11 January 2012 @ 01:50 pm
The Queen's Magicians: Shadows of the World (1/4)  
Title: Shadows of the World (1/4)
Author: Merucha
Characters: Canonical Torchwood Three members… sort of.
Rating: Some chapters definitely not safe for work.
Disclaimer: Oh, please. If I owned them, would I let some of those idiots write the scripts?

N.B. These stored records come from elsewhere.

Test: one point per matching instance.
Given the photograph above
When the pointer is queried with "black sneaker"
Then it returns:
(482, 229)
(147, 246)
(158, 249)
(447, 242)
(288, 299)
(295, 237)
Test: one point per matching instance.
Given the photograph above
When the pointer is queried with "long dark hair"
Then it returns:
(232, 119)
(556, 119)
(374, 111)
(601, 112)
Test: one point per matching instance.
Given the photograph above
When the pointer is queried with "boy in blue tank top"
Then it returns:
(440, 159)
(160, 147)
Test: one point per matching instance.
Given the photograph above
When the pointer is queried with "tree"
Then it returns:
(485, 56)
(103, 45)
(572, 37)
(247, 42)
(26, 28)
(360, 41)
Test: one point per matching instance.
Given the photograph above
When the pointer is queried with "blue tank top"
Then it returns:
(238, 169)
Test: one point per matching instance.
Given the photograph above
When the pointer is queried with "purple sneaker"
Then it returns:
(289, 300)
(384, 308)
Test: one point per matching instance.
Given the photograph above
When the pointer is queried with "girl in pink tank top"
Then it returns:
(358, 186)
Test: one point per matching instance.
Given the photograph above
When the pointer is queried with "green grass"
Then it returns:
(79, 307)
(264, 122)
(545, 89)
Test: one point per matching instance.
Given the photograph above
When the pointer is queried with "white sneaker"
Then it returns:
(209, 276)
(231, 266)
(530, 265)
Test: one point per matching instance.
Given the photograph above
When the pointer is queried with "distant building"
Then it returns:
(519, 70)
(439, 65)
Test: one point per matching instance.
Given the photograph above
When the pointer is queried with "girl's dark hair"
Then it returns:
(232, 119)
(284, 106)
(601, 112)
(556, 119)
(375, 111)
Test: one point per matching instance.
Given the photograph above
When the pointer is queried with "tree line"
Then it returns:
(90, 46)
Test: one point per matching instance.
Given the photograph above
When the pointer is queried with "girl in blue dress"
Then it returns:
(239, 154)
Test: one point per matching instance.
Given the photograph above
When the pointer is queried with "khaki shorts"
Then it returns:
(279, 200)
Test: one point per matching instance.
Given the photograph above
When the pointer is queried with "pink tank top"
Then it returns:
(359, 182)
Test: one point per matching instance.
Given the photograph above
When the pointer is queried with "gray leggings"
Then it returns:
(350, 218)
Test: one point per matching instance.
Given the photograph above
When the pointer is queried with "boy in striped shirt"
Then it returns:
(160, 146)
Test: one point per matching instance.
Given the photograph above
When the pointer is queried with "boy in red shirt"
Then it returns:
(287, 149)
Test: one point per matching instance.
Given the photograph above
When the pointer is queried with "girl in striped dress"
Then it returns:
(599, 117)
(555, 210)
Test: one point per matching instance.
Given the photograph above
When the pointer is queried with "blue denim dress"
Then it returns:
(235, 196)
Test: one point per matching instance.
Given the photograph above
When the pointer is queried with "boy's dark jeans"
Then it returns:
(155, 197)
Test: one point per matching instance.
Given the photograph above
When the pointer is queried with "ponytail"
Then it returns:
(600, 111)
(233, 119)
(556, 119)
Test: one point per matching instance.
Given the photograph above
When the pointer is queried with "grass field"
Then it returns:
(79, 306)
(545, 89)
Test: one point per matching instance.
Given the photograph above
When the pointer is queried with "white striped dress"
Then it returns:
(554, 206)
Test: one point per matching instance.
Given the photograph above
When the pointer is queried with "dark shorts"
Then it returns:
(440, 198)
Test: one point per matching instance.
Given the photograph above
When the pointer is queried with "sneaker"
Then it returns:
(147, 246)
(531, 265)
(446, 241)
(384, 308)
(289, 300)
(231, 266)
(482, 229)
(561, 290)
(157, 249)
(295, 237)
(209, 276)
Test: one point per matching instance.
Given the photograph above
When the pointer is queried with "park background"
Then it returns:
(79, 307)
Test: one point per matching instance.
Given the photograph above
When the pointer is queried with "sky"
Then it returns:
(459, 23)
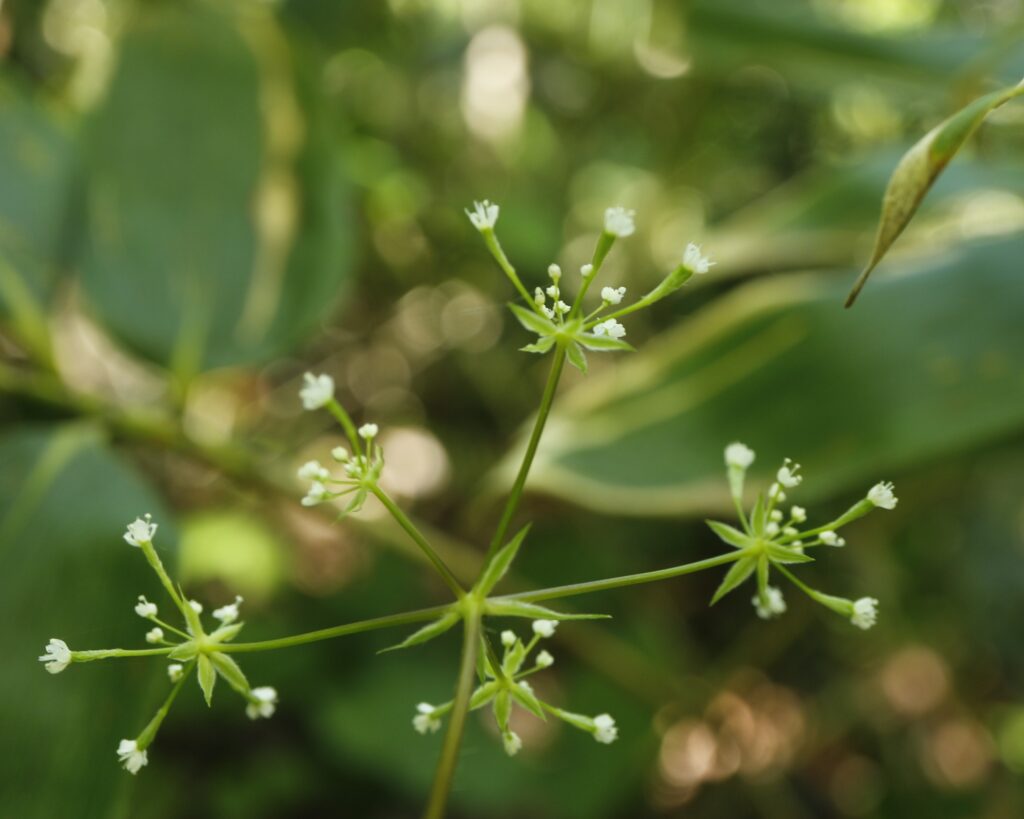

And if I were making any money off them, would I be where they could find me?
Summary: Ianto’s sister calls in Torchwood to protect a beautiful woman from a terrible curse
Author's Note: This takes the place of A Day in the Death

An early winter had arrived suddenly in Cardiff, courtesy of a freak storm that had coated every surface with a delicate layer of ice. The walls of Castell Caerdydd glittered in the cold sunset as I zipped past them. I was nervous, and it made me drive a little – all right, a great deal – faster than I would otherwise have done. It was foolish, as all the contracts were signed, and the books printed, but sometimes I still woke up in the night, terrified that it was all a dream.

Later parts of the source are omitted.